They signed the decree following a keynote speech from Aoun at the Lebanese Diaspora Energy Conference at the Beirut International Exhibition and Leisure Center (BIEL) in Beirut.
“Lebanon’s history of migration is long and painful,” Aoun said. “People think that the path of emigration is filled with roses and jasmine flowers, but only those who have left know how difficult it is.”
“To leave for a better education or for a job opportunity is not a bad thing, but to leave for a new home and a new identity poses a danger,” the president added. “Lebanese diaspora…you might be absent from Lebanon physically, but not in its heart.”
Foreign Minister Gebran Bassil had announced the decree in his speech.
“Lebanon’s borders are the world,” the foreign minister said. “You integrated and planted seeds of success.”
Bassil said that the diaspora are “messengers of God for humanity.”
“It is your right to have MPs that represent you,” he said. “That is why we are fighting to have six seats in our Parliament to represent you, one for each continent…Stay Lebanese.”
The Lebanese Diaspora Energy Conference takes place from May 4 through May 6.
The conference was organized by the Lebanese Foreign Ministry, hoping to motivate its expat population to stay connected with Lebanon, to encourage their registration for citizenship and voting, and to invest in the country.

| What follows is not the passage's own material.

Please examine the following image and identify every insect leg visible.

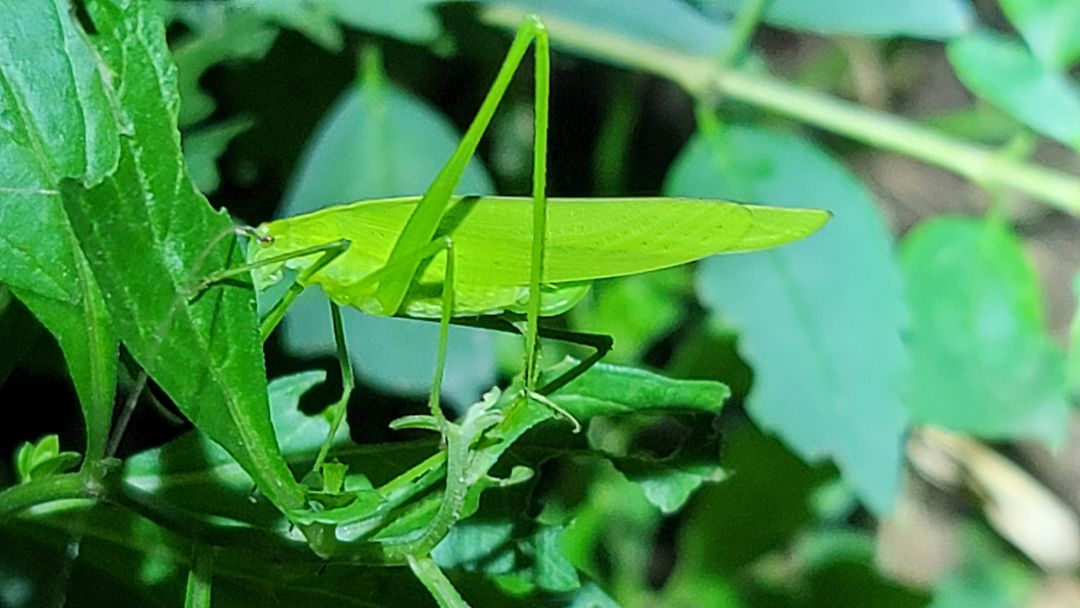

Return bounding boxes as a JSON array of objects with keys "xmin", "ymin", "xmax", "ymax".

Health Minister and Deputy Prime Minister Ghassan Hasbani, Economy Minister Raed Khoury, and Industry Minister Hussein Haj Hasan were among other politicians in attendance.
Felipe Nasr, a Brazilian Formula 1driver of Lebanese origin, spoke at the conference – his first visit to the country.
“In Brazil, we Lebanese and Lebanese descendants were able to make a positive difference in many different fields,” he said, adding that he will reconnect with his extended family whom he never met.
Madagascar Foreign Minister Beatrice Atallah from the Chouf village of Botmeh praised her Lebanese counterpart for organizing the conference.
“I look forward to hearing success stories about Lebanon and it’s diaspora,” she said.
Luis Abidar, a politician and businessman in the Dominican Republic who ran for the presidency of the Caribbean country in 2016, also spoke at the conference.
Previous editions of the conference have taken place, most recently in Johannesburg, South Africa, in February.
Lebanon’s diaspora significantly outnumbers the population residing within its borders.
Touring the United States, Latin America and Africa, Bassil has spoken to audiences of Lebanese origin over the past few months, urging them to claim their citizenship, register to vote for the upcoming parliamentary elections and invest in Lebanon.
“Lebanon, without its philosophy and culture, will go to the advantage of refugees and terrorists,” the Foreign Minister said while addressing an audience in Johannesburg in February.